= Gianandrea Fabbro =

Italian motorbike designer

Gianandrea Fabbro is an Italian motorcycle designer and a senior designer for Ducati motorcycles in Bologna Italy. He gained notoriety when he was given the responsibility to design the next generation of Ducati's Superbike line, the 1098, after Pierre Terblanche's 999 failed to gain the popularity and success of the iconic 916 designed by Massimo Tamburini.

== Ducati 1098 Design ==

In 2006 Ducati decided to go back to the 1994 roots, and the design of the 916, while still keeping the 1098 modern for many years. Fabbro was given the task of designing the 1098 while he was still Terblanche's junior.

In an interview about the development of the 1098 Fabbro downplayed his role in the success of the 1098 design when he said “I have my dreams and take care of the creative. Other people work on different parts of the bike. My creative department are closely connected to the technical department. Part of the success of a bike is its technical specs. It is always like this.”

== Ducati 1199 Design ==

After the launch of 1098, Ducati started working on its successor Ducati 1199 Panigale. The project was code-named 0801. The company started an internal contest for the job of designing the new Ducati sport bike. Three Ducati designers were chosen to compete, and two of the designs were developed into full-size mock-ups. Fabbro's design won the contest.

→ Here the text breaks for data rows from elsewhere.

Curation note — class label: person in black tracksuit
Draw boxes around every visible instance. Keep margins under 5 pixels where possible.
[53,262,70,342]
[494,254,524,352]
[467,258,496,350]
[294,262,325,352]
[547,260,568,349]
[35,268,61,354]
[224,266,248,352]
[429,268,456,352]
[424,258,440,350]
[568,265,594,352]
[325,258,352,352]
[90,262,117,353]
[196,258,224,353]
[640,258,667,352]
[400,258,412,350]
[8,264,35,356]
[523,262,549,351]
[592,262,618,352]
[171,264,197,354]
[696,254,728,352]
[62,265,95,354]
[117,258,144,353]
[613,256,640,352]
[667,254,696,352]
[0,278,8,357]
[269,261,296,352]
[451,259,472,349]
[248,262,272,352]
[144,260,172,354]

In an interview, Fabbro admits that he made the first drawings of what would become Ducati 1199 at the end of 2006, without knowing about the new project. “The first design was for fun! I knew there was no new bike happening but my dream was to make something very modern, compact and technical in design. The first sketch took me one afternoon. It was a pencil drawing so it was easy to erase it as I went along." He was awarded the 2014 Compasso d'Oro for the design.